По окончании университетских занятий пришло время определяться на службу, т. е. ехать в Петербург, потому что тогда, как, впрочем, и теперь, все себе воображали, что опричь Петербурга служить нигде нельзя. Про это отправление я ничего особенного не знаю, кроме того, что переезд пожилой тетки и молодых племянников совершился в трех кибитках. В Твери молодые люди виделись со своим знаменитым наставником, философом Булем. Вероятно, мало склонный к военному званию, в то время, однако же, столько обольстительному, он им советовал воротиться в Москву и избрать более мирное поприще. «Не ходите, господа, в военную службу, – говорил он, – вы не знаете, как она трудна». Судьба судила иначе: приехавши в Петербург, оба юноши были записаны лейб-гвардии в Семеновский полк. Это случилось за несколько месяцев до громадных событий двенадцатого года[159]
.Три похода, сделанные Чаадаевым в военную эпоху последних войн с Наполеоном, в военном отношении не представляют собой ничего для него примечательного. В конце двенадцатого года он был болен какой-то страшной горячкой, где-то в польском местечке, на квартире у какого-то жида, однако же поспел вовремя к открытию военных действий в тринадцатом году. Под Кульмом в числе прочих получил железный крест[160]
. В четырнадцатом, в самом Париже, по каким-то неудовольствиям, перешел из Семеновского полка в Ахтырский гусарский, странствования которого и разделял (Краков, Киев и другие местности австрийских и русских пределов) до окончательного своего перевода в лейб-гусарский полк и до назначения адъютантом к командиру гвардейского корпуса Иллариону Васильевичу Васильчикову (впоследствии графу, князю, председателю государственного совета). Здесь его служба и прекратилась, увидим, при каких обстоятельствах, и никогда уже более не возобновлялась.С выступлением русских войск за границу, с пребыванием их во время перемирия и войны в тринадцатом году в Германии[161]
и особенно со днем вступления союзников в Париж для меня совпадает появление перед глазами Чаадаева той мысли, которою обозначалось и осенилось все его существование. Смутно мелькавшая перед ним в дни первого юношества, она могла, сколько я понимаю, принять плоть и кровь, осязательные, наглядные формы только при собственноличном сравнении русского общества с тем другим обществом, которое в так называемой Европе создалось вековым трудом церкви, замка и школы, т. е. не прерывающейся в продолжение столетий, совокупной дружной работой религиозных верований, вещественного могущества и знания. Сверх того, необходимо, мне кажется, добавить, что такого рода сравнение, несмотря на самоличность и ни на какую силу индивидуального мышления, не могло бы дать плода и окончательных выводов, если бы совершенно было отдельно, частно, изолированно, не окруженное, так сказать, средой самого отечества, не сопутствуемое всеми обаяниями и впечатлениями неудалившейся родины – словом, не сопровождаемое самой путешествующей Россией[162].Пребывание в Париже имело в ту минуту, для иностранца вообще и для русского в особенности, смысл, которого ни прежде, ни после получить оно никогда не могло.

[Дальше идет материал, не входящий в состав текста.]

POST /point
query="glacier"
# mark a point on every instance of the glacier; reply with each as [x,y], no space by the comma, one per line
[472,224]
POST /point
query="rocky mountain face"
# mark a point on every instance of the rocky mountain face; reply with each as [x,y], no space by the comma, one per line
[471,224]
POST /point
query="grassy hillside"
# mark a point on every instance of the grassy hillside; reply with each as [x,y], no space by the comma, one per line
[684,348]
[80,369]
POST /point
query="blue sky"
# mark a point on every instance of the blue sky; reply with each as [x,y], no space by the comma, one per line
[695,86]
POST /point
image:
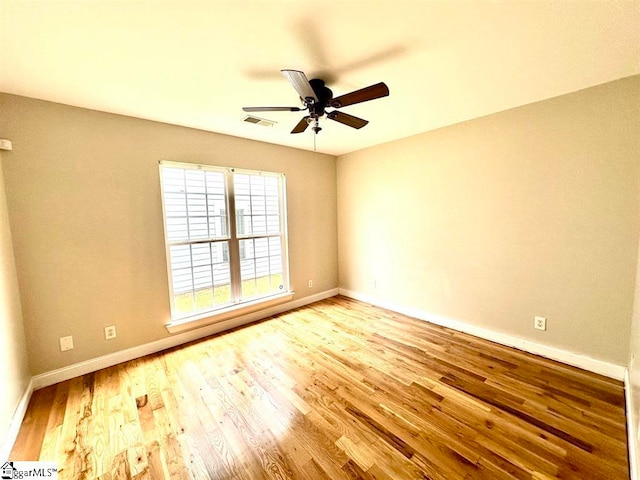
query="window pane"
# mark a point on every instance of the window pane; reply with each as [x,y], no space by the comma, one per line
[199,236]
[201,276]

Всякому известно, что тогда победа и завоевание успели соединить в нем на время чудеса искусств и науки почти целой Европы и что столько же изумительным, сколько и непрочным усилиям победителя полувселенной удалось, хотя на мгновение, возвести до некоторой степени свою столицу до значения столицы образованного человечества.
Если бы я хоть сколько-нибудь чтил исторические сближения этого рода, то указал бы, быть может, на первое путешествие в просвещенную Европу венчанного странника-властелина, отправлявшегося туда во всеоружии беспредельного могущества и неукротимого гнева добывать новый гражданский строй и новую государственную жизнь для своего народа, а потом, как на явление этому странствованию аналогическое и соответственное, на тот чудесный, вечно памятный, почти баснословный поход, в который сама страна как бы подъяла паломничество в чуждые земли, из которого лучшие дети русского отечества вынесли за собою в ранцах столько новых мыслей и столько несбывшихся мечтаний и в котором, по моему мнению, впервые засверкал перед жадными познания очами Чаадаева новый, небывалый взгляд на протекшую жизнь России… Затем я предоставил бы каждому обсудить, насколько плодотворнее, насколько богаче последствиями, насколько глубже и обширнее смыслом и значением было правильное, обдуманное, державное шествие странствующего царства сравнительно с прихотливым, безотчетным, изолированным, индивидуальным скитанием деспотического произвола.
Я дошел теперь до времени самого счастливого, самого удачного и последнего пребывания Чаадаева в Петербурге.